Moralisation de la vie publique : des avancées mais aussi des manques, le Parti socialiste sera vigilant et exigeant

01 juin 2017

Le Garde des Sceaux, François Bayrou, présentait cet après-midi à la presse le contenu du projet de réforme « pour la confiance dans notre vie démocratique ».

Alors que le Premier ministre annonçait il y a à peine deux jours le report de son examen en Conseil des ministres, difficile de ne pas y voir une tentative de la part du gouvernement de faire contrefeu face à l’ « affaire Ferrand ».

La réforme présentée aujourd’hui s’inscrit dans la continuité de ce qui a été réalisé lors du précédent quinquennat et reprend de nombreuses propositions portées de longue date par les socialistes ou par les associations de lutte contre la corruption.
Qu’il s’agisse de la suppression de la Cour de justice de la République, de l’interdiction des emplois familiaux, ou encore de la fin de la présence des anciens présidents au sein du Conseil constitutionnel sont autant d’avancées majeures.

En responsabilité, et dans l’esprit qui été le sien tout au long du dernier quinquennat, le Parti socialiste appuiera ces propositions et soutiendra tout ce qui fera avancer la démocratie. La réforme constitutionnelle qu’elle implique, tout comme celle du Conseil supérieur de la magistrature, et que nous n’avons pas pu faire, faute de majorité au Congrès, est nécessaire.

Toutefois, la réforme présentée aujourd’hui comporte de nombreux manques. Ainsi, par exemple, l’exigence d’un casier judiciaire vierge, annoncée pourtant par le chef de l’Etat n’a pas été mentionnée.
D’autres sujets, pourtant essentiels, sont également absents à ce stade : la question des donateurs importants pour les campagnes électorales et les groupements politiques, la nécessaire indépendance du parquet, le renforcement de l’encadrement du lobbying ou encore le statut des collaborateurs parlementaires.

Une telle réforme est attendue, elle est nécessaire, urgente, elle doit être d’ampleur, à la hauteur pour restaurer sur le long terme la confiance dans l’action publique.

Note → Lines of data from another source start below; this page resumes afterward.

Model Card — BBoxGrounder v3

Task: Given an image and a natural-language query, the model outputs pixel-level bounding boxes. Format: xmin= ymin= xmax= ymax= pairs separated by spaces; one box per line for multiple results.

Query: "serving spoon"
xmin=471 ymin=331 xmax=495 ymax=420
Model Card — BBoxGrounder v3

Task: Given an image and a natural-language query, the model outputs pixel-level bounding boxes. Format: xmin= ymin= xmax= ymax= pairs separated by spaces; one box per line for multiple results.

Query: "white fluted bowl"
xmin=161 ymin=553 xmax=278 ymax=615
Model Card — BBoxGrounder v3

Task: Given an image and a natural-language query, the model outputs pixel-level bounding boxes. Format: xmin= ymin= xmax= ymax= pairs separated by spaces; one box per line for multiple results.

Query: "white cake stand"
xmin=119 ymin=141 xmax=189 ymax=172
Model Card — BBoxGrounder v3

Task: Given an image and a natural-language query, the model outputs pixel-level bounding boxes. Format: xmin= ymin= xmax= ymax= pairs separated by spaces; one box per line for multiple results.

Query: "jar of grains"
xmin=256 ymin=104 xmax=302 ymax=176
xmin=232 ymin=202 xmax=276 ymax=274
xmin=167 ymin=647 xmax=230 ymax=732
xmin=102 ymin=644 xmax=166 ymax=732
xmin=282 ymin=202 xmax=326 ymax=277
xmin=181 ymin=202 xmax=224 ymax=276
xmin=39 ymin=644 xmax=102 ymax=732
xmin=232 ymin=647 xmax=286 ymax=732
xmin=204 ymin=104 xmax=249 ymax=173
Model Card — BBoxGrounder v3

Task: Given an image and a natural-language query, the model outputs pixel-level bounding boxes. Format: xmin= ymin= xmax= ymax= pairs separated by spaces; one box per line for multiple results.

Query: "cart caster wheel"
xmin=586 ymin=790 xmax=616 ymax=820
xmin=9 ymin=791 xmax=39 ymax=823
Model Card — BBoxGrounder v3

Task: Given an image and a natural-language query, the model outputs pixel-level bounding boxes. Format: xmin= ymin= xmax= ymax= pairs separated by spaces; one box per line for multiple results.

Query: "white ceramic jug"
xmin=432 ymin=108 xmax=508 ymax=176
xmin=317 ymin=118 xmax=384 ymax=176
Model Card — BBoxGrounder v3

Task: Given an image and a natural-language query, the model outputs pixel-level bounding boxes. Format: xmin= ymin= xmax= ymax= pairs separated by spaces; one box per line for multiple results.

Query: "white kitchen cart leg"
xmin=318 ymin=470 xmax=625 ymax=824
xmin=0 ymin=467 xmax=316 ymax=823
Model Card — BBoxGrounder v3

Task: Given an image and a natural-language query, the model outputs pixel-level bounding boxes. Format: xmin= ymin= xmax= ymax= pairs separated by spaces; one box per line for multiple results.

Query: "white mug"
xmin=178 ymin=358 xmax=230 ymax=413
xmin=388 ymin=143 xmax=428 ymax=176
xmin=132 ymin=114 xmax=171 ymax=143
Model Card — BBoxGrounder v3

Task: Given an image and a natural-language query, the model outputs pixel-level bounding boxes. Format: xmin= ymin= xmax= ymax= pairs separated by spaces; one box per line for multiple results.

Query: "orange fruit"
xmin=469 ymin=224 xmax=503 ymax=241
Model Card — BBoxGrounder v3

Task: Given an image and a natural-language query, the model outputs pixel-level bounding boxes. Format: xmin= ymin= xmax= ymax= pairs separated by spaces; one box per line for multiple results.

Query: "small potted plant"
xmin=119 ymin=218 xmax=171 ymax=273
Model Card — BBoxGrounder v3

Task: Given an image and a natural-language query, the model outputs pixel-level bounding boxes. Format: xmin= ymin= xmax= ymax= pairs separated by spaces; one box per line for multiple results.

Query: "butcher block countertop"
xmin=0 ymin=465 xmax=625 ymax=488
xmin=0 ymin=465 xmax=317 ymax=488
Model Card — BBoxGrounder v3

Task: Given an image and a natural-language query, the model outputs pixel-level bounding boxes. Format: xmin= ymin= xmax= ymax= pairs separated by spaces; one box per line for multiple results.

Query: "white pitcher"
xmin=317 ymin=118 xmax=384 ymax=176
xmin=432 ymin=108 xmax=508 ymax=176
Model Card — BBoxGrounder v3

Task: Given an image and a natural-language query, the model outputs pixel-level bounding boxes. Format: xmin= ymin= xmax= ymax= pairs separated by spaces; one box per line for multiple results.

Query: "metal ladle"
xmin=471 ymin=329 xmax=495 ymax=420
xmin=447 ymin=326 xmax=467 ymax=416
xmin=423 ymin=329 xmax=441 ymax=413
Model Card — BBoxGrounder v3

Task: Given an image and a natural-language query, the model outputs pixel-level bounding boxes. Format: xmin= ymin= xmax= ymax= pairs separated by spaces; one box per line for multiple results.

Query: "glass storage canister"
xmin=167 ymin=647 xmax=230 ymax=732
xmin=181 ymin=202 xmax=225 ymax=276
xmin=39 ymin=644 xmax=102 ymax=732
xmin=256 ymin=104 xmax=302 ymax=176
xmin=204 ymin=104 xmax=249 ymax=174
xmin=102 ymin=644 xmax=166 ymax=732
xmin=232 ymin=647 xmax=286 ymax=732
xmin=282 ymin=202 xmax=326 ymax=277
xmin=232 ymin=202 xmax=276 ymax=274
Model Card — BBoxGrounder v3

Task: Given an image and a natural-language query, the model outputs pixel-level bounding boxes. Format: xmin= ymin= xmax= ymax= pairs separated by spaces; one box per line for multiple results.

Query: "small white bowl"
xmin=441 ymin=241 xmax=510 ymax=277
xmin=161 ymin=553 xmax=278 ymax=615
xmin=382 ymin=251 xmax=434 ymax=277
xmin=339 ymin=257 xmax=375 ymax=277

Une telle réforme ne pourra être efficace que si elle est accompagnée d’une augmentation des moyens pour la Haute autorité de transparence de la vie publique et la Commission nationale des comptes de campagne et des financements publics à la hauteur de ses missions.

Le Parti socialiste sera vigilant et sera force de propositions pour que cette réforme ne soit pas un rendez-vous manqué pour la revitalisation de notre démocratie.